Coach Phil Snow's aggressive 4-3 scheme will place even greater emphasis on the linebackers. Losing a general in the middle like Marquis Cooper won't help the cohesiveness of a group returning only one starter. Luckily, senior Tim Galloway returns to impart his intensity and obsessive work ethic on the younger LBs. Galloway has no startling physical attribute. Instead, he plays with reckless abandon, finishing second on the team last fall with 84 tackles…he could reach 100 this year. Switching DB Evan Benjamin to LB gives the Huskies the cover skills needed over the middle. Benjamin has that safety's knack of perfectly timing a big hit, meaning few receivers will want to run in-routes. Sophomore Scott White has great instincts and, along with oft-injured Joe Lobendahn, adds passion and sure tackling to the Huskies' limited depth. The group's success is contingent on coaching and hard work, not talent.

Defensive Back
Even though Benjamin moved to LB, this remains the most experienced unit with three senior starters. Only UCLA allowed fewer passing TDs in the Pac-10, this after the Huskies were predicted to have one of the weakest secondaries in the conference. This group should be even better, partly because of the maturity and leadership of senior FS Jimmy Newell. He is considered a second coach in the backfield, lining guys up and barking out commands all spring. Already second on the team in INT's and pass break-ups, those numbers will likely double with a ball-magnet like Derrick Johnson (six INT's) at one of the corners. Joining Johnson on the outside is another veteran in senior Sam Cunningham, which makes the corner rotation as tight as it gets. Look for much more lock-down philosophies to be utilized in this scheme. Other than running back, this could be the strongest position on the team.

With key position changes on every unit, Husky fans will have doubts about the defenses ability to gel. What they should realize is that Gilbertson will not hand anyone a starting job and will ensure he has the best talent at every position. This should toughen a unit that was ninth in the Pac-10 in rush defense and worst in the red zone (85%). The positive is that the hardest workers return to a team that allowed the fewest first downs due to penalties in the conference... so the discipline is there. Opponents will still attack them on the ground, placing the burden on the front four. They are fast, but still too small to knock opposing lines back. If they end up on field too long without the ability to rotate fresh legs in at linebacker, expect the defense to tire late in games.

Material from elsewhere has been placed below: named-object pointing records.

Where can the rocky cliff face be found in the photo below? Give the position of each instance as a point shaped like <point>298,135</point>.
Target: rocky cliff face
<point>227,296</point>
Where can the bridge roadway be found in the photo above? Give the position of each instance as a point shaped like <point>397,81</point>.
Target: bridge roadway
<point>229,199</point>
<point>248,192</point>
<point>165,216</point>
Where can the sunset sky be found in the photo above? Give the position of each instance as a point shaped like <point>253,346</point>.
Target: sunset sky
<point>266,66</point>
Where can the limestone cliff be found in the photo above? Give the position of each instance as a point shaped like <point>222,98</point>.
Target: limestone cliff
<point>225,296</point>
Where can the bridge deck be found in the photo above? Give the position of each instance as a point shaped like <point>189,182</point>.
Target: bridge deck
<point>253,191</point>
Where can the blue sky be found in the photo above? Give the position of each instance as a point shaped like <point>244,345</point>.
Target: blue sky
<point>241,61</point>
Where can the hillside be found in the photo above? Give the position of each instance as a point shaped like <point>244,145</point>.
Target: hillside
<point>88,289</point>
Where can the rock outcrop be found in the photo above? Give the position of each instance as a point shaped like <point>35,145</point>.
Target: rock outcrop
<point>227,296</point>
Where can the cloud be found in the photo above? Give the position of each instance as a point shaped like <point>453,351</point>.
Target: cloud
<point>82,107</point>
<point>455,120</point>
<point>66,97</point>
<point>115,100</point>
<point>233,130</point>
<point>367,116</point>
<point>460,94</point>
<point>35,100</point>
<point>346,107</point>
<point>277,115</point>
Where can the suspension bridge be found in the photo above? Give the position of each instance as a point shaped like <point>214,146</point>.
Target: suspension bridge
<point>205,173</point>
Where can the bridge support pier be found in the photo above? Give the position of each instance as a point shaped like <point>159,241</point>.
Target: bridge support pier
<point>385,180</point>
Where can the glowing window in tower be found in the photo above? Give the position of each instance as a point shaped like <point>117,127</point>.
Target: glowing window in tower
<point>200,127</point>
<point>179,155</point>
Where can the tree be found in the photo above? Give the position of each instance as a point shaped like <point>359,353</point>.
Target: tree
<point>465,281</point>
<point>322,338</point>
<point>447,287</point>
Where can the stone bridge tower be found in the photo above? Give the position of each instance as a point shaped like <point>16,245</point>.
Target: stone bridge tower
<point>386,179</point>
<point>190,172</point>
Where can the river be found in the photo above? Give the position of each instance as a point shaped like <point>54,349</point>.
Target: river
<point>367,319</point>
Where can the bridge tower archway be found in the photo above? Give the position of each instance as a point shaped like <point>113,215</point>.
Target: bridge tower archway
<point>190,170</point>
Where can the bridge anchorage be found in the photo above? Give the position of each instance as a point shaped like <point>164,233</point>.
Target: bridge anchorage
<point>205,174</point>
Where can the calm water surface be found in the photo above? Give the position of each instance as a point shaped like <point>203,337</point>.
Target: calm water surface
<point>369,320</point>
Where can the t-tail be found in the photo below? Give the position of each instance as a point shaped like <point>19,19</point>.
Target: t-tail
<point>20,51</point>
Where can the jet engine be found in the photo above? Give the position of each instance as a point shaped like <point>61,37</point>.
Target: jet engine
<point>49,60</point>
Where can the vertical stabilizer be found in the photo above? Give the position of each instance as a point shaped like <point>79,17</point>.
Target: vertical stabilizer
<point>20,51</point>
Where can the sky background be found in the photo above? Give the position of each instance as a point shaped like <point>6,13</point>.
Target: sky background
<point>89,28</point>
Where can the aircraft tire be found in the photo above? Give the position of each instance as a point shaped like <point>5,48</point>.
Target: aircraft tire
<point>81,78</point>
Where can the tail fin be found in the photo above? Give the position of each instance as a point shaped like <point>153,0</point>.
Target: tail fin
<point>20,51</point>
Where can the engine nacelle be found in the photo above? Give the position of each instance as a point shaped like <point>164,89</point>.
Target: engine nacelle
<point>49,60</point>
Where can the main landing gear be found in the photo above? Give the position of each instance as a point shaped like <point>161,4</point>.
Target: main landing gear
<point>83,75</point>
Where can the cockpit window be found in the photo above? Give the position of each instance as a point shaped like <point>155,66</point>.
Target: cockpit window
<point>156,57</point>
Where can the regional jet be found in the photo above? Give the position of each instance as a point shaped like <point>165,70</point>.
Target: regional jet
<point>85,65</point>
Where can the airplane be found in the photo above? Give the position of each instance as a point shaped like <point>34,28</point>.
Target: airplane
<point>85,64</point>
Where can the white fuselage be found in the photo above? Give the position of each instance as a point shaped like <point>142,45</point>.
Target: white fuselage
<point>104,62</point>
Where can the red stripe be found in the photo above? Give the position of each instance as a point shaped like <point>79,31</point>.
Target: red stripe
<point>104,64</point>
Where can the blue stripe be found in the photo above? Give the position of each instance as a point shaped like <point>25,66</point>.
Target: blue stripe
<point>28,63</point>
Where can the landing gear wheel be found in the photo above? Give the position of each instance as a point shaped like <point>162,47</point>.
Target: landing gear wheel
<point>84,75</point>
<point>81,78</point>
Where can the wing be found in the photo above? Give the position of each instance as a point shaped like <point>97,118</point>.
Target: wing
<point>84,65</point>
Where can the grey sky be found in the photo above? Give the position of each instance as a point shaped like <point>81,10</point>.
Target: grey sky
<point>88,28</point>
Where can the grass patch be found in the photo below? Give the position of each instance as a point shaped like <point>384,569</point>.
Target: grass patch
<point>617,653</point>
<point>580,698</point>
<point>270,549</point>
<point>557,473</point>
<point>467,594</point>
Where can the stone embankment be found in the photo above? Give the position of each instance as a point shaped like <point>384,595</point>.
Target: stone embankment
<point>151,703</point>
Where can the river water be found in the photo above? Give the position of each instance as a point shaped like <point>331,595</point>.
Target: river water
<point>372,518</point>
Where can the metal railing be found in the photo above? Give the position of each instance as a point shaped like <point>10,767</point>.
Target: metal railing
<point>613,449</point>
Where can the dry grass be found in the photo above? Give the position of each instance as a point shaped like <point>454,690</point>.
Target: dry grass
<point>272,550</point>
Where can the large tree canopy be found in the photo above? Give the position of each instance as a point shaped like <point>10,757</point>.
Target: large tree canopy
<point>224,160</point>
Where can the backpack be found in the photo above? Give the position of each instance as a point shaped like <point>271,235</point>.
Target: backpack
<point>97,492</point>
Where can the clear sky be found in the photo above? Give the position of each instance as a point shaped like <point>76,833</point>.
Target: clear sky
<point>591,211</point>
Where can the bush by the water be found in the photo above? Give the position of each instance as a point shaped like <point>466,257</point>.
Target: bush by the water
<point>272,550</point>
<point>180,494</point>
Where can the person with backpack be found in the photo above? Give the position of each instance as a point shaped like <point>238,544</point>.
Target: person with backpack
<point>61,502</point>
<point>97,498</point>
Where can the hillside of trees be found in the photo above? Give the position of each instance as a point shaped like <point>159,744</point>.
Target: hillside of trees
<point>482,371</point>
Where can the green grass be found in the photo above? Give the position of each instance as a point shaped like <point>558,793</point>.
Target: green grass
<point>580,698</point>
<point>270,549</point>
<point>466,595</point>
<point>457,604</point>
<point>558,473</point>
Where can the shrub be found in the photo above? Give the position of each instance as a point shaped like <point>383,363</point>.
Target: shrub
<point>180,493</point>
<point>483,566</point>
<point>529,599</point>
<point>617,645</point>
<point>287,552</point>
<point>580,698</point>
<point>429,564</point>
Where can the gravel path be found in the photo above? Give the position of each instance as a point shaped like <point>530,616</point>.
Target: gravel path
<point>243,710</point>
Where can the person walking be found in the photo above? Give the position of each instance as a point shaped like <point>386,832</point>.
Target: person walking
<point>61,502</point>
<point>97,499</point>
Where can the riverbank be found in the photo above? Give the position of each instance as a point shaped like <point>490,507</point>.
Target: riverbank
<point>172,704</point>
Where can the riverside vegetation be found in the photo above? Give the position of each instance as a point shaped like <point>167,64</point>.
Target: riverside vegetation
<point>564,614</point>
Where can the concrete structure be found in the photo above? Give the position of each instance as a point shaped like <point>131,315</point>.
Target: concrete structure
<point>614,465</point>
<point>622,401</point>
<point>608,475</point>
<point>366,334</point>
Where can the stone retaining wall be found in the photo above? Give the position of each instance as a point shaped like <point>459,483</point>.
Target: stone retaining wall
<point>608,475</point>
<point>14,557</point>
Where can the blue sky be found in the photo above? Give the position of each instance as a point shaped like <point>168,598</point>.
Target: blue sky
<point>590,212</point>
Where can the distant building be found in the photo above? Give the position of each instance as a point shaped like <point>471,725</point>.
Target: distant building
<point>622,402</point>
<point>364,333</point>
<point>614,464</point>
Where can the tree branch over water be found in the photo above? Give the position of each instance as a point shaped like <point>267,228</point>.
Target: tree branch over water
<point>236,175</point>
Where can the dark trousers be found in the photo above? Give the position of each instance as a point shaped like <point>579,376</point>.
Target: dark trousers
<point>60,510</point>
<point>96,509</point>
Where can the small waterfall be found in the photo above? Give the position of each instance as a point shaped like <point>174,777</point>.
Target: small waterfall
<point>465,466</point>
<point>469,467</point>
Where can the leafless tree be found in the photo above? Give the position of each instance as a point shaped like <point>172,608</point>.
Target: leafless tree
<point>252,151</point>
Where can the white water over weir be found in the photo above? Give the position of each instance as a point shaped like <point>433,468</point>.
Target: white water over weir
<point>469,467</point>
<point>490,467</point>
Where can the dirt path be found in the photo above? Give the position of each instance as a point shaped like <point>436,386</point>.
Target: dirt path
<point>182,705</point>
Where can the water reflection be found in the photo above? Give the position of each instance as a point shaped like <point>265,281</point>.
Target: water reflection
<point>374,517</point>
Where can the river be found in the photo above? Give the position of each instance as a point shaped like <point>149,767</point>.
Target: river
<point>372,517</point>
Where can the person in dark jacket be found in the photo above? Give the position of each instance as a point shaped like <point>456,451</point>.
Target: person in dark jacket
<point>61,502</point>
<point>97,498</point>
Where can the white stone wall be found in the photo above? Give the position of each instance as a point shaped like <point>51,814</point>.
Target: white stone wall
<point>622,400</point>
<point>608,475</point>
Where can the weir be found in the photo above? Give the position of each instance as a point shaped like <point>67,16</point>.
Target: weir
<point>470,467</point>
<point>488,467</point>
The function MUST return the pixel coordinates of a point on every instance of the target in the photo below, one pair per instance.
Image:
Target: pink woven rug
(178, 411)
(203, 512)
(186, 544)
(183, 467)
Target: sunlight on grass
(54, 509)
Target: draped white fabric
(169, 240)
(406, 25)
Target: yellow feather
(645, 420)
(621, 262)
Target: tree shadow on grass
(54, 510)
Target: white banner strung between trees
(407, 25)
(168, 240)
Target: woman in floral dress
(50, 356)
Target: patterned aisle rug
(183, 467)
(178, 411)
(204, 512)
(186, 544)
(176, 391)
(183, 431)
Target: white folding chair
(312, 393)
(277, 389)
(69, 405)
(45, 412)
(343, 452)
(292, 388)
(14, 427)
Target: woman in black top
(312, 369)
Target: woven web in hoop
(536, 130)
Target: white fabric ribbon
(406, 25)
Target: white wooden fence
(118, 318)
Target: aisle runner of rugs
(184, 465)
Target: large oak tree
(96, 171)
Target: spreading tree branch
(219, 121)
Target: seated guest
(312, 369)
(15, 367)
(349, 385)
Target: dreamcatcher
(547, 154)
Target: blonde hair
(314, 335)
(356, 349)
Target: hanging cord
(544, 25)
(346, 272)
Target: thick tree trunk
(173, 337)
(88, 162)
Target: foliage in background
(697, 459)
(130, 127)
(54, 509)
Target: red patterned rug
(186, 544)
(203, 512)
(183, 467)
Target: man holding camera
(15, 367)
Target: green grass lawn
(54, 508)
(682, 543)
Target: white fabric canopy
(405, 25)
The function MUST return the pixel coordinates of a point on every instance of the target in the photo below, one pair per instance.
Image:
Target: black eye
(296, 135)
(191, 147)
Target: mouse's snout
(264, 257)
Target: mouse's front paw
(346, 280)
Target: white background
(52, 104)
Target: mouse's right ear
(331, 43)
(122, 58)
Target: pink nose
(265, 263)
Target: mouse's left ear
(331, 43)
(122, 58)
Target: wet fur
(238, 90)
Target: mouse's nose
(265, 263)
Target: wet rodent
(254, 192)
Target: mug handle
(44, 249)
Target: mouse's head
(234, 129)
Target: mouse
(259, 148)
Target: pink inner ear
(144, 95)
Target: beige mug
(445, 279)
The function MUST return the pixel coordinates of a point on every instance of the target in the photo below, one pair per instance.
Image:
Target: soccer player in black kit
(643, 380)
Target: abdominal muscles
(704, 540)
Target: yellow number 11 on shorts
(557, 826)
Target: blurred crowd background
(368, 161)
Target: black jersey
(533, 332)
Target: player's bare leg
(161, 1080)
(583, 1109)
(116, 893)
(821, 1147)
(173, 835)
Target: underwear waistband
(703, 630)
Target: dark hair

WR/PR/KR Charles Frederick (PHOTO - UW Media Relations)


Returning Starters/
Key Players
DE Donny Mateaki-So (6-5, 260) Mike Mapu-Jr (6-3, 260)
DT Manase Hopoi-Sr (6-4, 265) Jordan Reffett-Fr (6-6, 275)
DT Dan Milsten-So (6-5, 275) Casey Tyler-Fr (6-6, 285)
DE Brandon Ala-So (6-3, 225) Ty Eriks-Jr (6-2, 230)
OLB Evan Benjamin-Jr (6-0, 205) Kyle Trew-Fr (6-1, 215)
ILB Tim Galloway-Sr (6-2, 235) Tahj Bomar-So (6-2, 215)
ILB Scott White-So (6-1, 225) Joe Lobendahn-Jr (5-10, 225)
CB Derrick Johnson-Sr (6-0, 185) Matt Fountaine-So (5-11, 180)
CB Sam Cunningham-Sr (6-0, 180) Dre Simpson-So (6-1, 185)
SS C.J. Wallace-So (6-0, 195) Chris Hemphill-Fr (6-6, 210)
FS Jimmy Newell-Sr (6-1, 190) Dashon Goldson-So (6-1, 200)
P Sean Douglas-So (6-1, 200) Isaak Woldeit-Sr (5-11, 185)




Former walk-on kicker Evan Knudsen is expected to have solid senior season but needs to be more consistent from the 30-39 yard range where he was only 3 of 7. Surprisingly, he showed better consistency beyond 40 yards.

Highly recruited sophomore punter Sean Douglas will be favored to take over the duties from departed walk-on Garth Erickson. Douglas averaged almost 42 yards-per-punt in high school.

Return Game
Charles Frederick's electrifying 86-yd TD punt return against the Beavers only solidified his place among the top return men in college football. He'll try to follow his Pac-10 leading punt return season with similar success on kick returns alongside Shelton Sampson. Kickoff and punt coverage was some of the best in the conference last fall.